After that you will course loaded onto your Physician Assistants course. it is 2 yrs long and allows you to do allot.

Don't worry about preparing yourself, you'll have time over your career. After your QL3, it is my job as a supervisor to prepare you for them.
 
Adam - you mentioned you were a QL3 medic for 6 years? I am a bit confused by this, for sqn_medic mentioned that you go on to do your QL4 right after QL3? Is QL progression not the same for everyone
 
Future Prodigy said:
Adam - you mentioned you were a QL3 medic for 6 years? I am a bit confused by this, for sqn_medic mentioned that you go on to do your QL4 right after QL3? Is QL progression not the same for everyone

Reserve medic is a bit different from Reg Force medic due to time constraints for the most part.  The Res QL3 and 4 is equivalent to the Reg Force QL3.  There 4s is the clinical portion of the Reg Force 3s.

Depending on civvie availability a Res medic can go a while before his 4s if he is unavailable for the course during the periods that it is being run.  Typically I believe the course is only run a couple times a year and that is during the summer.

DM
 
DiverMedic said:
The Res QL3 and 4 is equivalent to the Reg Force QL3.

Really?  I wonder why we had a ResF (Army) QL6A medic in Petawawa one summer who was not allowed to see patients on his own.

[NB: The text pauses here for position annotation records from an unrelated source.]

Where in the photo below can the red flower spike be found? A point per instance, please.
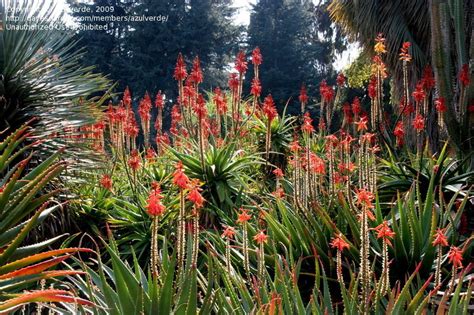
(127, 97)
(220, 101)
(243, 217)
(303, 95)
(362, 124)
(179, 177)
(256, 57)
(106, 182)
(339, 243)
(154, 205)
(372, 88)
(455, 256)
(464, 76)
(440, 105)
(194, 194)
(180, 72)
(365, 197)
(228, 233)
(440, 238)
(295, 146)
(356, 108)
(307, 124)
(233, 81)
(269, 108)
(134, 160)
(326, 91)
(261, 237)
(256, 87)
(278, 172)
(241, 63)
(196, 73)
(419, 94)
(419, 123)
(340, 80)
(159, 101)
(385, 232)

If I'm not mistaken, only Air Reserves courses are equivalent to the RegF because they are RegF courses.
 
PMedMoe said:
Really?  I wonder why we had a ResF (Army) QL6A medic in Petawawa one summer who was not allowed to see patients on his own.

If I'm not mistaken, only Air Reserves courses are equivalent to the RegF because they are RegF courses.

I have no idea what the story was behind him.  There may have been more to it than simple lack of QL.

I have not actually taken the Res QL4.  The only reason I know this is cause some friends did do it last summer and both my driver and Crew Commander of my Bison are Res QL6.  The differences in the training was something that we discussed a fair bit while in Texas.

DM
 
Just a quick addition to my previous.  One of the guys that CT'd from RES to REG medic did not have his QL4.  He was required (from Ottawa) to write a Prior Learning Assessment test and to have a staff teach him everything from the QL4 prior to being allowed to due the JIBC PCP portion.

DM
 
Well, I guess things have changed.  I always thought that the Army Res training was not the same as Reg.
I guess you learn something new everyday.  :)
 
I had a quick look into it.  QL4 is also called enhancement training and covers the clinical portion of the REG 3s.  Apparently it is something relatively new and therefore your 6 may not have had the course yet which is why he wasn't able to see patients on his own.